Native Apps and BPM
- December 1, 2014
- 9 Comments
Interesting article by John Gruber, “Native Apps are Part of the Web“.
I can’t believe someone is still writing this in 2014. Users love apps, developers love apps — the only people who don’t love apps are pundits who don’t understand that apps aren’t really in opposition to the open Internet. They’re just superior clients to open Internet services. Instagram didn’t even have a web interface for years, but native app clients for iOS and Android didn’t lock Instagram into anything. Their back-end is just as open as it would have been if they had only had a web browser client interface. They just wouldn’t have gotten popular.
The premise is that rather than seeing Native Apps as competitive to the web, we should instead see them as additive to the web. They are a different skin on the same HTTPS/TCP protocols, that provide a different value equation. Many of them rely strongly on HTML5 as well.

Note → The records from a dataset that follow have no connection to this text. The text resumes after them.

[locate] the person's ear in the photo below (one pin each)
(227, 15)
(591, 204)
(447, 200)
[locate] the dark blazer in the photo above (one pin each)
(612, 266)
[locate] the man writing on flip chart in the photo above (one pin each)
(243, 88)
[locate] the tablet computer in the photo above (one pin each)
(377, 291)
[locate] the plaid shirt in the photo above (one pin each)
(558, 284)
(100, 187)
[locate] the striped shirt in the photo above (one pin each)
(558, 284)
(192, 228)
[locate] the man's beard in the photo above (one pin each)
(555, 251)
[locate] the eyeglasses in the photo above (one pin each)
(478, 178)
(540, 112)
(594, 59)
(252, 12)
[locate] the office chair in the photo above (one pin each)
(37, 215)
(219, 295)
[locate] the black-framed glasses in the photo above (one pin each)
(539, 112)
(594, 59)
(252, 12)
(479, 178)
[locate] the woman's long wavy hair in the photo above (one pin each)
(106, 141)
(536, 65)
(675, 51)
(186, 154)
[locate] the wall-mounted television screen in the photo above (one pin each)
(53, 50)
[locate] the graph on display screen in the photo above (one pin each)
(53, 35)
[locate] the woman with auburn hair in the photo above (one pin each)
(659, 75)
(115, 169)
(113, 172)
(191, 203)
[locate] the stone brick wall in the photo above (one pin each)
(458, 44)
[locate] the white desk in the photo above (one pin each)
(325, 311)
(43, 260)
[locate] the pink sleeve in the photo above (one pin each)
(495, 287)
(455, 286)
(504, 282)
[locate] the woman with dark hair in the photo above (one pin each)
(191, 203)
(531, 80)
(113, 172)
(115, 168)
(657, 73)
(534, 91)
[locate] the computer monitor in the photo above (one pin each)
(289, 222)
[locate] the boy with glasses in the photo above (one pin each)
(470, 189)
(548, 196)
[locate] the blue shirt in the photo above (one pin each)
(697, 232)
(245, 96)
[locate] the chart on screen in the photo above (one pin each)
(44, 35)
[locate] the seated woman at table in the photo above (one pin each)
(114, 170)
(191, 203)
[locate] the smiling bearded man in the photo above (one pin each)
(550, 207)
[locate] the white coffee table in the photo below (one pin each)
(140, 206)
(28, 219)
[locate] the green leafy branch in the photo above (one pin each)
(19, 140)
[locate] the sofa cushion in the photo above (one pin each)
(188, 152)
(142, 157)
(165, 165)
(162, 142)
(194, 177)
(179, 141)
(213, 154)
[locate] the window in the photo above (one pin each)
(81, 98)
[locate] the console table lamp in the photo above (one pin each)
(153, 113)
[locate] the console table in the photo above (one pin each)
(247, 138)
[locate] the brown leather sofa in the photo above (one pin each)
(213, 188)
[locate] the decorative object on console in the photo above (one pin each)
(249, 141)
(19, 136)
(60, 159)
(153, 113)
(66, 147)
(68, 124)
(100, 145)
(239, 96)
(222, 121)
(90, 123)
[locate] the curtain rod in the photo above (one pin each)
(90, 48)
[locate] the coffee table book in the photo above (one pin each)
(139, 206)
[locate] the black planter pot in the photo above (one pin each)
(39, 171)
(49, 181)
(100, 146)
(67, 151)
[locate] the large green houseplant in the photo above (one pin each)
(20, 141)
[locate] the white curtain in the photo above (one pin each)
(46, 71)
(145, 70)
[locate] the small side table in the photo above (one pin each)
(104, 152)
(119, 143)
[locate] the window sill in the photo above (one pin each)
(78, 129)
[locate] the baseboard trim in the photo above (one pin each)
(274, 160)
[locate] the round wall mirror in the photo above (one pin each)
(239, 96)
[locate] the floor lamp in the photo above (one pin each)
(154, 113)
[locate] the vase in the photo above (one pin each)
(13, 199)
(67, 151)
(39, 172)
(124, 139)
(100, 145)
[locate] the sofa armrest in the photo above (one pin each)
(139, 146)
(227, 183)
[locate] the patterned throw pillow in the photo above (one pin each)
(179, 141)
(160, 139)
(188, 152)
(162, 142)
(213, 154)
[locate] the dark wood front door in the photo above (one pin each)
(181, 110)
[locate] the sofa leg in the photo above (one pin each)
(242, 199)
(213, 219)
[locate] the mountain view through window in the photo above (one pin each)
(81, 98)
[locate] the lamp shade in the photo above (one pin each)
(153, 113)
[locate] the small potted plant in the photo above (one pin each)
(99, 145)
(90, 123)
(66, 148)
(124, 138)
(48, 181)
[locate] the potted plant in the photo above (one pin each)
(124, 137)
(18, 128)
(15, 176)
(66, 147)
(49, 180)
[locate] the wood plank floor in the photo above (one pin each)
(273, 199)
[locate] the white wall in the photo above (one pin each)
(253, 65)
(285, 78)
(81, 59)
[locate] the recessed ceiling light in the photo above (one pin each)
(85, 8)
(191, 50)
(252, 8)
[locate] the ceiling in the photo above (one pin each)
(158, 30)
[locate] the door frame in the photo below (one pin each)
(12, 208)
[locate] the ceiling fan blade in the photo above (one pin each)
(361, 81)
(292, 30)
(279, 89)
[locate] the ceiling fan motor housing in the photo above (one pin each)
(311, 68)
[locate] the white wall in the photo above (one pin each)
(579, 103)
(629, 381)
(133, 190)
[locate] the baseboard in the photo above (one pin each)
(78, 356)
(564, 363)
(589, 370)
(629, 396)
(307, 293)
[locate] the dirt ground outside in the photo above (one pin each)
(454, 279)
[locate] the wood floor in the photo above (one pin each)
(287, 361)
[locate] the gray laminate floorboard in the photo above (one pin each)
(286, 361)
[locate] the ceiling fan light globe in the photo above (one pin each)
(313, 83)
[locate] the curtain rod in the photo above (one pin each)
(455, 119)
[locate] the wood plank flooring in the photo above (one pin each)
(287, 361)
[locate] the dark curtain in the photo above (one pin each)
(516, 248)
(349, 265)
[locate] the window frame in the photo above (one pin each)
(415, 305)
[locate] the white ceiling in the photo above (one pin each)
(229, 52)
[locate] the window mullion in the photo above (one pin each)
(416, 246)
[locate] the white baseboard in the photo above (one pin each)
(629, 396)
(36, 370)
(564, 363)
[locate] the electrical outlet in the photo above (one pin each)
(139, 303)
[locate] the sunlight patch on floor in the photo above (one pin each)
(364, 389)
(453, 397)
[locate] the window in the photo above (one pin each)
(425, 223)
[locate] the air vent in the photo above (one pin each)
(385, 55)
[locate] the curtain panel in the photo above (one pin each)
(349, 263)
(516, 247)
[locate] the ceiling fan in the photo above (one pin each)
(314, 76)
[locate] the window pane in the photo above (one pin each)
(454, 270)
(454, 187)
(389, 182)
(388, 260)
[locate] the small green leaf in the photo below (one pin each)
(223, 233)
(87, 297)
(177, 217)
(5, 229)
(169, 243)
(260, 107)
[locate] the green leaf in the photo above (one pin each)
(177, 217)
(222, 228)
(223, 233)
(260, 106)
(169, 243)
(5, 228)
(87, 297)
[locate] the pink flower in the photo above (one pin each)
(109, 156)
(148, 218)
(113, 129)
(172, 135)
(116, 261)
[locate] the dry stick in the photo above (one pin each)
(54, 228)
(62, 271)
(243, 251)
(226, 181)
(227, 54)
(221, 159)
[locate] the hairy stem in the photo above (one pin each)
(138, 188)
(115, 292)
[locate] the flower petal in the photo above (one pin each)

I think this is the right way to view Native apps in the context of the Web. And not viewing them this way is the primary reason that so many people have gotten their noses bent out of shape that native apps would:
- Stifle innovation (just the opposite, refer to Gruber’s post)
- Stifle connectivity/link-ability (temporary problem, being resolved in different ways on the predominant platforms. But also, linking to the web content that these apps leverage still works great)
- Ruin the Internet (hasn’t happened, isn’t likely to happen)
Turning to the world of BPM. Too often businesses look at BPM as a way to build apps that will replace their existing enterprise applications. Essentially, a cool app-building environment that happens to have a notion of business process baked in, in a way that no other app-development-platforms do. However, another way to look at it is that BPM apps are part of doing business. They’re leveraging the existing and emergent APIs and information in your business to enable your team to perform better and to get at the information and processes they need.
Don’t view BPM as replacing your system of record or your favorite ERP tool. BPM is the platform for weaving those tools together, those systems of record together, in a way that is a business process, rather than just a data maintenance application.